It won’t surprise anybody to hear that getting by on just $18 of food per week is an unpleasant experience.
Yesterday (October 16), B.C.’s Welfare Food Challenge kicked off in Vancouver’s Downtown Eastside. The annual event is designed to attract attention to the province’s welfare rate and how little money it leaves recipients for sustenance.
Less than 24 hours later, well-known Vancouver residents taking part in the challenge have already shared difficulties they are having adhering to the rules of the game.
Vision Vancouver councillor Andrea Reimer has done the Welfare Food Challenge before, in a way. Some time ago, she lived on the streets and relied on social assistance during those years. Reimer emphasized that even having learned from past experience, surviving on $18 a week is no easy feat.
“Margarine, while incredibly unhealthy, is both the cheapest calories money can buy and the most versatile fat so it's a must,” she wrote on Facebook. “Barley is the cheapest carb, beans on sale are the best protein, and the noodles are both high calorie and have the all important flavour packet. The coffee is $1 of purely wasted nutrition money but not having a caffeine withdrawal headache is worth it, especially with five 12-15 hour work days in a row ahead of me this week.
“All together there are 6000 calories in that basket which is good for 3.5 days of keeping my body going but when you start breaking down the actual nutrition, it is alot of saturated fat and not alot of anything else.”
On her Facebook page, DJ Larkin, a lawyer with the Vancouver-based advocacy group Pivot Legal Society, shared a Raise the Rates B.C. post that calls attention to how the challenge gets more difficult as inflation increases the cost of living while welfare rates remain unchanged.

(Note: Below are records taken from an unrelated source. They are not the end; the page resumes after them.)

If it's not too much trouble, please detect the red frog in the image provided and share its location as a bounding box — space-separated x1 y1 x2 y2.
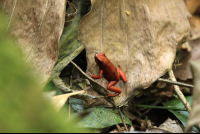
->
89 53 127 97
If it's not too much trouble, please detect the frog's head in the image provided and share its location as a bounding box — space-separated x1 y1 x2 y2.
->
94 53 108 66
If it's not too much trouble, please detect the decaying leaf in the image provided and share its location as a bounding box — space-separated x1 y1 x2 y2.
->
79 0 190 105
51 90 85 111
185 61 200 132
0 0 66 89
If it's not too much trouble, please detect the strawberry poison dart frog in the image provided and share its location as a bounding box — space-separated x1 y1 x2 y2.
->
89 53 127 97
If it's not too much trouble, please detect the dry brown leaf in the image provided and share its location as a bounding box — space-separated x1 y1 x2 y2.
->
51 90 85 111
0 0 66 89
190 16 200 40
173 39 200 80
79 0 190 105
185 0 200 14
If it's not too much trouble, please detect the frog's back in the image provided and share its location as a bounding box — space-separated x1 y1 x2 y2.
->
102 62 120 82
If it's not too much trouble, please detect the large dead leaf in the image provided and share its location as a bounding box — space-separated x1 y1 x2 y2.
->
173 39 200 80
0 0 66 89
79 0 190 105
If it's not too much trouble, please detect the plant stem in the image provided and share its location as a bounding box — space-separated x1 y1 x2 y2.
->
157 78 194 88
168 69 191 114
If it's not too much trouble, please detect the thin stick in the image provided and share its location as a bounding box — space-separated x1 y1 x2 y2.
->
168 69 191 114
117 107 128 132
140 99 162 118
157 78 194 88
135 105 185 110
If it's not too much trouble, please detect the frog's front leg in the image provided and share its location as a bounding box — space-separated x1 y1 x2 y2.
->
107 81 122 97
89 70 103 79
117 68 127 83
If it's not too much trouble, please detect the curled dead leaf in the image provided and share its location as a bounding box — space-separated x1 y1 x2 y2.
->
79 0 190 106
0 0 66 89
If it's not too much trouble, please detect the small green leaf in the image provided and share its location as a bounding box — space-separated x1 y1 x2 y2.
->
162 96 192 110
162 96 199 132
78 108 132 128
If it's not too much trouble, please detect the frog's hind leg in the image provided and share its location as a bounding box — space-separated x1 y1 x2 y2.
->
107 81 122 97
117 68 127 83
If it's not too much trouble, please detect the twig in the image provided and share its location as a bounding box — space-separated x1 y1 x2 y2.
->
140 99 162 118
157 78 194 88
168 69 191 114
135 105 183 110
116 106 128 132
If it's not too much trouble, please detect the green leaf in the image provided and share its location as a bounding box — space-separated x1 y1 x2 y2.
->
0 14 88 133
78 108 132 128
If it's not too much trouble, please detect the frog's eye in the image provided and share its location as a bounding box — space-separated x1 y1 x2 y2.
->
97 59 102 64
101 53 106 56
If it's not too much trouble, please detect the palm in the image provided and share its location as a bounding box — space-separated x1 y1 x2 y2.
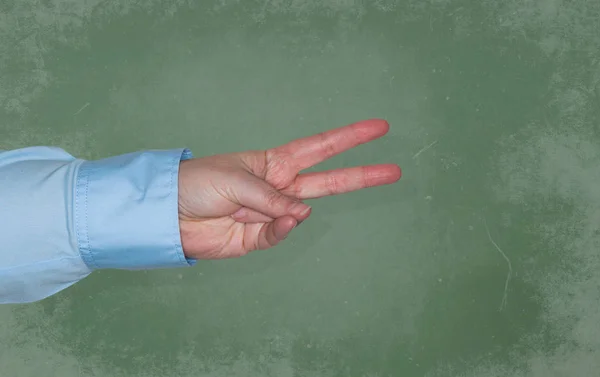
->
180 120 400 259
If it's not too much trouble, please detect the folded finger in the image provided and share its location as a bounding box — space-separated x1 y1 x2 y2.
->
255 216 298 250
231 207 274 223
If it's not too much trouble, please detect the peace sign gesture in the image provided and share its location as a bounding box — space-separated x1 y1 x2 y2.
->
179 119 401 259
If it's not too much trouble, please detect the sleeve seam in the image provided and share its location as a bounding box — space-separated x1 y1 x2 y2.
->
170 150 189 266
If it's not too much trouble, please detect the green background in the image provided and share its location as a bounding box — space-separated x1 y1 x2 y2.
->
0 0 600 377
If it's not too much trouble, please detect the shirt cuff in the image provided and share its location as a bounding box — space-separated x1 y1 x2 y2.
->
74 149 195 270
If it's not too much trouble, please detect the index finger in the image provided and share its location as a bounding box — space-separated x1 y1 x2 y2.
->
267 119 390 171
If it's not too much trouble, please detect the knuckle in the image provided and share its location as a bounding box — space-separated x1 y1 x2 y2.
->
265 190 283 207
326 170 341 195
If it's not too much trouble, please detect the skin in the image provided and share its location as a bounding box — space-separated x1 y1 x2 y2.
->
179 119 402 259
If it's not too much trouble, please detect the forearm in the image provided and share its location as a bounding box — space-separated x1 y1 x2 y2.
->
0 147 192 303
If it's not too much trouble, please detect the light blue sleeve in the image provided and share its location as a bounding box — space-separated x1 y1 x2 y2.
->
0 147 195 303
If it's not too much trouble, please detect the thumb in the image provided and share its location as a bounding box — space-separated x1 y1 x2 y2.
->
236 176 310 221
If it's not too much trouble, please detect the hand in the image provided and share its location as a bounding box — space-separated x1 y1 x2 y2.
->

“Every year should be the last year of the Welfare Food Challenge - where people choose to live off an average person on welfare's food budget for a week as part of the Raise the Rates BC campaign,” it reads. “But welfare rates haven't been raised since 2007, despite the escalating cost of living. When I did the challenge 3 years ago, the welfare budget for a week of groceries was $26. Now it's $18. People who aren't on welfare take ‘the challenge’ to draw attention to the inhumane rates. Over 175,000 people in BC ‘take the challenge’ every week because they're on welfare. Seriously - we all know that an individual can't survive on $610. It's time to pressure all political parties in the election lead-up to do something about this absurdly injust and inexplicable situation.”
Melanie Mark is the NDP MP for Vancouver-Mount Pleasant. She shared a series of photographs on Facebook that show exactly what you get for $18 at the supermarket.
“I haven't eaten all day. I had a free coffee at harbour air,” Mark wrote. “This is what $18 looks like. Breakfast lunch and dinner tonight means one hard boiled egg and peanut butter toast.”
Hospital Employees' Union president Victor Elkins wrote a short post about how such a tight constraint on what you can afford to eat and drink can compound other challenges in one’s life. He was involved in a minor car accident this morning (October 17) and couldn’t buy a cup of coffee to settle his nerves.
“Day two of my welfare food challenge,” the post begins. “Started off well woke up early, decided to go to work. five minutes into the drive I'm sideswiped black Mustang. I'm fine but my truck looks terrible. Nerve shaken, late for work now what is there to do but grab a cup of Tim Hortons coffee. But then I remembered that the $1.95 takes up a big chunk of my food budget. . I better sip this coffee for the rest of the day. This leaves me with a couple apples and some rice to round up my meal for the entire day.”
The organization behind the Welfare Food Challenge is Raise the Rates B.C. It calculated the figure of $18 per week for food from the province’s welfare rate of $610 per month for an employable single person.
From $610, it’s estimated that a “realistic” rent for a single-room occupancy hotel in the Downtown Eastside costs $479. Then they subtracted $20 for a damage deposit, $25 for a cellphone plan, and $10 for hygiene.
What’s left for food is $76 per month or $18 per week.
B.C.’s welfare rates have remained frozen since 2007.
This year, the Welfare Food Challenge is running alongside an online petition at Change.org that calls on the provincial government of Cristy Clark to raise social-assistance rates in B.C.